Instagram: studiokieu


Bio: Kieu Tran is a first-generation Vietnamese American artist based in Oakland, CA. Formerly a full-time software engineer with an art history degree from UCLA, she transitioned to a full-time artist in 2021. What started as creating functional works on the pottery wheel later progressed into a practice more focused on blurring the lines between abstract and figurative. She has explored ceramic, stone, wood and bronze. Kieu's biomorphic ceramic sculptures serve as a mode of self-care, learning, and asserting her identity as a first-generation Asian American woman. Her work, aiming to give form to the human soul, explores themes of identity fluidity, societal pressures, and the universal human need for love and connection. Tran has exhibited at the Bakersfield Museum of Art, Art Miami, Art Market SF, and various Bay Area galleries. Featured in Interior Design Magazine, Surface Magazine, Sight Unseen, EST Living, and Design Anthology Asia, her art resides in private collections worldwide.

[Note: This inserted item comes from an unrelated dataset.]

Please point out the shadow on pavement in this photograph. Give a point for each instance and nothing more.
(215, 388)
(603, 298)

Statement: I sculpt sensuous, biomorphic forms that strive to give form to the human soul. As a first-generation Vietnamese American woman, I delve into my personal history, extracting emotions that surpass the specificity of my experience. These sculptures, while inspired by my cultural and individual identity, transcend into meditations on universal emotions, emphasizing the interconnectedness of our shared human experience. What captivates me about clay is its perpetual transformation on the journey to its final form, making it a poetic conduit for expressing the complexities of our human experience. It’s a material that allows a profound, wordless conversation akin to the soul. Clay is also an interesting material because it holds memory. Like people, clay bears the imprints of external forces that shape and mold it, encapsulating memories that define its essence. This shared transformative quality is why clay is my preferred medium for artistic expression. The sculptures serve as psychological self-portraits, capturing moments frozen in time. Utilizing traditional coil, pinch, and slab building techniques, I deliberately construct them hollow, infusing each coil with a tangible record of my movements, time, memories, and emotions. Inflating the sculpture's cavity with my emotions and thoughts, I subsequently close it, releasing a tangible embodiment of my inner world. This medium and technique, crucial to my process, allows for introspective learning, enabling me to understand myself, my origins, and my current journey in a detached, non-judgmental manner. I excavate my history and inner world to hold a mirror for others to do the same.